Monday, June 28, 2004

English Martyr's Shrine at Tyburn Faces Closure

One of Britain's most important Roman Catholic shrines faces closure unless it can raise £400,000 to pay for lifts and ramps for disabled visitors.

The Benedictine nuns at Tyburn Convent in central London - where the crypt houses the remains of Reformation martyrs - have until October 1 to find the funds to comply with new disability laws.

Eminent religious historians last night described the closure threat to the crypt as "immoral and absurd".

The crypt at the convent - the mother house of the order of the Adorers of the Sacred Heart of Jesus - contains the relics of 105 Roman Catholic martyrs executed at Tyburn field under Reformation laws between 1535 and 1681. The crypt is open for daily public tours but is inaccessible for disabled visitors.

The nuns must provide lifts and ramps before additions to the 1995 Disability Discrimination Act come into force on October 1.

Under the revised Act, all buildings that provide "goods, facilities or services" to the public must have the same "access, use and exit" for the disabled as the able-bodied. Any business or organisation failing in its responsibilities could face prosecution.

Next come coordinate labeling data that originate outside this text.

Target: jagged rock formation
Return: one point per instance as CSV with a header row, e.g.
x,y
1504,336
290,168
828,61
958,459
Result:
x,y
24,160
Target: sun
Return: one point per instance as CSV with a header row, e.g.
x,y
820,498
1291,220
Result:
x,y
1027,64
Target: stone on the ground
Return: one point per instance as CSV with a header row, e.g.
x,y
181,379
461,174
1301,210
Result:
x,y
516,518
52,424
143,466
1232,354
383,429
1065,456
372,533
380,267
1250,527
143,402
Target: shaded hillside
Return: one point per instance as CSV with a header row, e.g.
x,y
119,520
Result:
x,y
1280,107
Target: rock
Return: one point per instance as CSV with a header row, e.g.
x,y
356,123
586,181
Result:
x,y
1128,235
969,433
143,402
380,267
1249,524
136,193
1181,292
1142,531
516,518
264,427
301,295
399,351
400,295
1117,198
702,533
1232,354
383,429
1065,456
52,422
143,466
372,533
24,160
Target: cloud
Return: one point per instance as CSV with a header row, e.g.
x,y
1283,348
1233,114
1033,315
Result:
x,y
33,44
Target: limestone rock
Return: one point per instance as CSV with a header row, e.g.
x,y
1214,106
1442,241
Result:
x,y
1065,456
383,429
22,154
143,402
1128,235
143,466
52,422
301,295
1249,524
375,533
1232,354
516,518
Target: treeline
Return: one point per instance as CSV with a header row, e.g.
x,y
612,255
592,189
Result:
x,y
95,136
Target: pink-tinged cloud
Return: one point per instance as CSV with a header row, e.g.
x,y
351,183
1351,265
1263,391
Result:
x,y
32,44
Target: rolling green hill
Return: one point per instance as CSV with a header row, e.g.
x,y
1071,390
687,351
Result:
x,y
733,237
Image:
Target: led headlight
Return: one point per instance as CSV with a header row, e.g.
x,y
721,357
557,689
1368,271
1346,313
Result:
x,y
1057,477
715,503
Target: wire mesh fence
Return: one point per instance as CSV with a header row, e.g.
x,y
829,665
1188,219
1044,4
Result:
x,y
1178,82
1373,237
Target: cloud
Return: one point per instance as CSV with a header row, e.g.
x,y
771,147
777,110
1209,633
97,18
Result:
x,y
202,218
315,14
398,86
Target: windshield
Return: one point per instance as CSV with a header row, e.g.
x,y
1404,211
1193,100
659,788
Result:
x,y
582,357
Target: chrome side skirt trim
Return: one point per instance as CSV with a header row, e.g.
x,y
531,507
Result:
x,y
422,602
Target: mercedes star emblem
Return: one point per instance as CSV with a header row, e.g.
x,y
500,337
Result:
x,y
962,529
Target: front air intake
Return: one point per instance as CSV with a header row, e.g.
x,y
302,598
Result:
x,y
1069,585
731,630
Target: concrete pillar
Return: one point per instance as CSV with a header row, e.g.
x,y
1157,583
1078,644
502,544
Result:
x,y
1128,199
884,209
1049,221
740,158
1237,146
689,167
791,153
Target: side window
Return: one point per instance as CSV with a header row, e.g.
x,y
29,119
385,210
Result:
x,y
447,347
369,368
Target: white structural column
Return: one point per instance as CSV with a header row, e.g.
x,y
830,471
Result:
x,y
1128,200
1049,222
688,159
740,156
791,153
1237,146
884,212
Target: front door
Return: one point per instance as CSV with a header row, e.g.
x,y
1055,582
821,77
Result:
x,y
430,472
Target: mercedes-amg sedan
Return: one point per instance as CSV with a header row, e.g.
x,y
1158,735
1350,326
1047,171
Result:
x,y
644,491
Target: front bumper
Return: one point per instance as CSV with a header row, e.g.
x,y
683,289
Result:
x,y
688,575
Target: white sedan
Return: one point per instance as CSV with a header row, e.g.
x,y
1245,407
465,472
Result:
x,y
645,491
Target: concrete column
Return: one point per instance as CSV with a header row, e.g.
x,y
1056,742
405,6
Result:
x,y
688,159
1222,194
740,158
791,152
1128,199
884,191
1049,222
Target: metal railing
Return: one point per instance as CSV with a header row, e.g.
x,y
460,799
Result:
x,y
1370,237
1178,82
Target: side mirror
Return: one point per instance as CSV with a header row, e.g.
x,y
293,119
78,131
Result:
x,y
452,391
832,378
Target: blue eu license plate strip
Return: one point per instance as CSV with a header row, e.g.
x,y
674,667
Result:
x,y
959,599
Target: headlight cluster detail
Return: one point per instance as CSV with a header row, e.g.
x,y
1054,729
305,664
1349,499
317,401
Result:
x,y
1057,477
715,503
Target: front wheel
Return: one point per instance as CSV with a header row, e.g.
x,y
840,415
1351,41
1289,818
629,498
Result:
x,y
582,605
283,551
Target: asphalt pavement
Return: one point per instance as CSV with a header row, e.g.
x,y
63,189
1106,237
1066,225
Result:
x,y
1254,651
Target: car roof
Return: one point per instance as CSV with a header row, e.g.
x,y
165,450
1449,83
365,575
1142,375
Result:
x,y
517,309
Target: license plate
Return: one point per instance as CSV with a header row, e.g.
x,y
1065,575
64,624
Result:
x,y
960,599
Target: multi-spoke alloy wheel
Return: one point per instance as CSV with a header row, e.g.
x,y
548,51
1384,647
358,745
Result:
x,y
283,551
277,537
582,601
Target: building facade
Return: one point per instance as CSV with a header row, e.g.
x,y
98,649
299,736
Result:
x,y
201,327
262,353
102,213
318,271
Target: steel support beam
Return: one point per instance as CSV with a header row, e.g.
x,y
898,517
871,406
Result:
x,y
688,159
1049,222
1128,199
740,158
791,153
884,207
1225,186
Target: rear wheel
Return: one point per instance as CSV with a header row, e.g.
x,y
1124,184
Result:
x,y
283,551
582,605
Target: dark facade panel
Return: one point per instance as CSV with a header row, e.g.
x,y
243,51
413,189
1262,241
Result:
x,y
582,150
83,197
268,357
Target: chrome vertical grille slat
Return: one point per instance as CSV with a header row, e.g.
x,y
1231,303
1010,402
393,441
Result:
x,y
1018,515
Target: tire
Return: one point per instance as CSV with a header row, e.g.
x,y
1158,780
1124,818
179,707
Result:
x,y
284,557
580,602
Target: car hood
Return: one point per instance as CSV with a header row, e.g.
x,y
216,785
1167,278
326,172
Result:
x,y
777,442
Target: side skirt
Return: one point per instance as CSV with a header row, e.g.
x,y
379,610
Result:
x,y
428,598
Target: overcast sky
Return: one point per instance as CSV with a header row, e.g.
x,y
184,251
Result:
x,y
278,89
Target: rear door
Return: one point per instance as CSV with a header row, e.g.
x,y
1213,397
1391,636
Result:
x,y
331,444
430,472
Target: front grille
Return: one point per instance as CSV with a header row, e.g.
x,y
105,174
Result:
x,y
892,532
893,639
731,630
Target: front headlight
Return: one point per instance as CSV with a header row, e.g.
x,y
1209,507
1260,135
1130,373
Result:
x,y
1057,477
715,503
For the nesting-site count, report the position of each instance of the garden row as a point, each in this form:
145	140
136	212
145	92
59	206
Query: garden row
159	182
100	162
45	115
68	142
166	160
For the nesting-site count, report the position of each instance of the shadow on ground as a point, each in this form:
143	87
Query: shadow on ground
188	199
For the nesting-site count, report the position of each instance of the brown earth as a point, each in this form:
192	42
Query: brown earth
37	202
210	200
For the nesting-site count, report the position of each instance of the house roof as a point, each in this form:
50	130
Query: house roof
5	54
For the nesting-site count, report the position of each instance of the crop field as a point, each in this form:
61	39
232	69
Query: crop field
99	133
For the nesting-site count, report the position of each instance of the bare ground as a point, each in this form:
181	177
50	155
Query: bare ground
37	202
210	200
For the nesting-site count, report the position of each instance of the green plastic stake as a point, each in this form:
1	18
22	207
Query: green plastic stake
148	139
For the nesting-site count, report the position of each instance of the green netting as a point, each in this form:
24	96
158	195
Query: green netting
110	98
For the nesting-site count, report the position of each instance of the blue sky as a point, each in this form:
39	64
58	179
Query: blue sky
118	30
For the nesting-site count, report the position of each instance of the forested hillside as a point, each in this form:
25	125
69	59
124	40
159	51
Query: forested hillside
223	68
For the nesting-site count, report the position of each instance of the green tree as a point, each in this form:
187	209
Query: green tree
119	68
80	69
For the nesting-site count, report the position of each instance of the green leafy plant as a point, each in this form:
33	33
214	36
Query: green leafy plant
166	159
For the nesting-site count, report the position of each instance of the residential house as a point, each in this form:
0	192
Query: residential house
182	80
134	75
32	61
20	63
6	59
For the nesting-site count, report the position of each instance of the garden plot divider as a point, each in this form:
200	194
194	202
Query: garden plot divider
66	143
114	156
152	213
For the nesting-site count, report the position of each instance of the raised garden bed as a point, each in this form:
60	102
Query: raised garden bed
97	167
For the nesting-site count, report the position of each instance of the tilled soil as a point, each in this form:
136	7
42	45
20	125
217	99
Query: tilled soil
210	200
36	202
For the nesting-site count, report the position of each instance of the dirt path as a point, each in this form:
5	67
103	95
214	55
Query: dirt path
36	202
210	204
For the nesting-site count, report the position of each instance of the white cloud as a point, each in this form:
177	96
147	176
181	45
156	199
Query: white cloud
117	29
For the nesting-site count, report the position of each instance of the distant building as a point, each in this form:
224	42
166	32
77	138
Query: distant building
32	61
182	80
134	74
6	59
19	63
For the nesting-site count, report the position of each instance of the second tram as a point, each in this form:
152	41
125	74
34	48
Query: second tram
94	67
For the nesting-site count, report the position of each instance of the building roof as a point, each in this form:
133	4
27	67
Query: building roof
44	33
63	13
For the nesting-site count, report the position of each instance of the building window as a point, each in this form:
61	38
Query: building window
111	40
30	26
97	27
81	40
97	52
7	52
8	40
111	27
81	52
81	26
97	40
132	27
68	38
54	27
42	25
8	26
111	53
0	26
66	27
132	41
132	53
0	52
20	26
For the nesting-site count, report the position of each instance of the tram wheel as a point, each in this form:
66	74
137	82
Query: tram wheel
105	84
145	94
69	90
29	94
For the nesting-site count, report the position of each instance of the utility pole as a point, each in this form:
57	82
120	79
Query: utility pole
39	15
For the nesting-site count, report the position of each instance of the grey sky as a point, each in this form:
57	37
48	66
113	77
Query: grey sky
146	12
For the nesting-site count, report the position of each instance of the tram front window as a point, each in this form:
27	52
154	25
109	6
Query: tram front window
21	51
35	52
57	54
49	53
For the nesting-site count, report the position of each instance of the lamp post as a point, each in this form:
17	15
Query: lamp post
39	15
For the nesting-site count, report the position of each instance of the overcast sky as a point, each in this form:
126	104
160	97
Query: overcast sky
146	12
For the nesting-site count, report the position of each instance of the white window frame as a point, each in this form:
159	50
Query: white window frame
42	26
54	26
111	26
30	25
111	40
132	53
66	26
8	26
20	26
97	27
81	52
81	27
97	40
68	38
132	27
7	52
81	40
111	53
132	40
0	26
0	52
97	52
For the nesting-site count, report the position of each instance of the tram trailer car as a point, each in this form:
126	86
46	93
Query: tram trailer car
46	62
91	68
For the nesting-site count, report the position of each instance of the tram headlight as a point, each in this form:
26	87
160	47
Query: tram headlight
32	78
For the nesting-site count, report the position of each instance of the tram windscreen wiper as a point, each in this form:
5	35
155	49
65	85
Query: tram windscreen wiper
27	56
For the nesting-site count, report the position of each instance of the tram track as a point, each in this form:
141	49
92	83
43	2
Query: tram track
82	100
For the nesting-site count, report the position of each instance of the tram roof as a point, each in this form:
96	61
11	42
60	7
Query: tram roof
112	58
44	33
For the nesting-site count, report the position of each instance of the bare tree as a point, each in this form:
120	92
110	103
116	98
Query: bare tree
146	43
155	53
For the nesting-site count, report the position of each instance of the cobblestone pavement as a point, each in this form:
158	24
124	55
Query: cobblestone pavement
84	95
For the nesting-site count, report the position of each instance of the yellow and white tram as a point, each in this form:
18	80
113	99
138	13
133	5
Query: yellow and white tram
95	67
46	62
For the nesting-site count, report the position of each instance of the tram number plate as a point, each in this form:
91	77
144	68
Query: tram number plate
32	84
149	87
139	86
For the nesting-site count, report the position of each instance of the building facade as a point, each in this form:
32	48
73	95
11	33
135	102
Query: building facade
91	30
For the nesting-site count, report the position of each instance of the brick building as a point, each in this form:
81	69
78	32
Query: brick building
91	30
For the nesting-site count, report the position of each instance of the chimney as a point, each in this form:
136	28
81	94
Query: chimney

The convent is an oasis of prayer and silence a few hundred yards from the traffic and bustle of Marble Arch. It was the site of "The King's Gallows" from 1196 to 1783.


More here.

I had much to do with ensuring compliance with the American version of this law, the Americans with Disabilities Act or "ADA" in the company I worked for at the time of its passage. I acquired two apparently contradictory sentiments: a hearty distaste and even contempt for the glassy-eyed fanatics who came up with this piece of legislation and a new appreciation of the obstacles the disabled face in ordinary life, including a sense of the need for something very like the ADA. The ADA has perpetrated a some injustices and even a few lunacies. (Perhaps you've seen the braille on the drive-through-only teller windows?) But it's also made negotiating every day life a bit more managable for those who already have a fairly difficult time of it.

I rather think the nuns would have a very good chance of success in the U.S. with the "impossibilty" or extreme difficulty argument. I hope it succeeds in Britain.